Она взяла с полки Библию. Открыла Книгу Ионы, который не хотел идти в Ниневию и вместо этого сел на корабль до Фарсиса. Рагнхильд была вынуждена опуститься на кровать, когда читала молитву Ионы: «Ты вверг меня в глубину, в сердце моря, и потоки окружили меня, все воды Твои и волны проходили надо мною». И дальше: «До основания гор я нисшел, земля своими запорами навек заградила меня…»[44]
«У каждого из нас своя Ниневия, – подумала Рагнхильд. – Это то, от чего мы бегаем всю жизнь; скорее уж прыгнем в море…»
Она встала на колени возле кровати, сосредоточилась.
Рагнхильд не молилась с детства. Это было все равно как кричать в большом пустом помещении. Она вспомнила Ребекку Мартинссон, Вирпи и Паулу – это была ее Ниневия – и начала, как и многие непривычные к молитве:
– Даже не знаю, верю ли я в Тебя. Но я оказалась на распутье и хочу просить совета…
И в этот момент в дверь позвонили.
Рагнхильд посмотрела в глазок и увидела Бёрье Стрёма на лестничной площадке.
«Я не открою», – подумала она.

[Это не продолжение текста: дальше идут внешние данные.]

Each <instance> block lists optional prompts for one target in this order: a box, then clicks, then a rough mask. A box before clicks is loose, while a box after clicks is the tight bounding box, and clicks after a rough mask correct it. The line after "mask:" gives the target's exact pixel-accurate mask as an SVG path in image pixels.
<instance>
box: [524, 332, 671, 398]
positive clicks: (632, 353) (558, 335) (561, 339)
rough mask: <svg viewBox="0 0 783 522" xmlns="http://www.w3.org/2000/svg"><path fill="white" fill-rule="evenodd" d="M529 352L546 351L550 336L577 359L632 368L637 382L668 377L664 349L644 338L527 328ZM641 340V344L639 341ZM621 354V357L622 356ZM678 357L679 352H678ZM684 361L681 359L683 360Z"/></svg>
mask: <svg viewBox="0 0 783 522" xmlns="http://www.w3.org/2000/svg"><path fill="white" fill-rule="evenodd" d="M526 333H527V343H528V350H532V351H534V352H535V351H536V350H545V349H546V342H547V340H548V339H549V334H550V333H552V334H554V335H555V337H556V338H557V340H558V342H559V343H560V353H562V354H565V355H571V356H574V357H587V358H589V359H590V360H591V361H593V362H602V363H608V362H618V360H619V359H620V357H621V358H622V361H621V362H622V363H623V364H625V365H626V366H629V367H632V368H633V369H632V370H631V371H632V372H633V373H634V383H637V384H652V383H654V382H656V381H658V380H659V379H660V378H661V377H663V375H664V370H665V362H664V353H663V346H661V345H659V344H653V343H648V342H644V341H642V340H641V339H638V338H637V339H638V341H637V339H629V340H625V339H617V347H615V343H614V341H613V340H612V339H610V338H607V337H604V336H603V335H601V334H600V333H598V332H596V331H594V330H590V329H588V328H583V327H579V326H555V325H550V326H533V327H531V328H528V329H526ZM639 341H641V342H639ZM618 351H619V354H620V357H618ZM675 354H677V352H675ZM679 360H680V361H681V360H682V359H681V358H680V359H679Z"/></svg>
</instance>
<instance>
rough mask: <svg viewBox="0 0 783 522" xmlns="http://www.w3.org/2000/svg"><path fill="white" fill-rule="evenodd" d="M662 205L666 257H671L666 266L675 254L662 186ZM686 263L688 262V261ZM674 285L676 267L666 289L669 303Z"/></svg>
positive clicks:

Но рука уже тянулась к замку.
В его руке был пакет из продовольственного магазина.
Рагнхильд смотрела в глаза Бёрье. Теперь ни он, ни она не чувствовали ни малейшей уверенности в том, что делают, но и не отступали. «Мы оба заблудились и случайно столкнулись друг с другом в метели», – подумала Рагнхильд.
– Привет, малышка. – Бёрье улыбнулся. – Ты от меня убежала?
– Да.
– Вот, закупился… – Он тряхнул в воздухе пакетом.
Рагнхильд открыла рот, чтобы сказать, что не голодна. Что ему лучше убраться восвояси, пока не поздно. Чтобы спросить, знает ли его женщина, где он околачивается на ночь глядя.
Но губы не слушались. Они не дали этим словам вырваться наружу и вместо этого сложились в благодарную улыбку. Ноги обмякли и сами отошли в сторону, пропуская Бёрье в прихожую.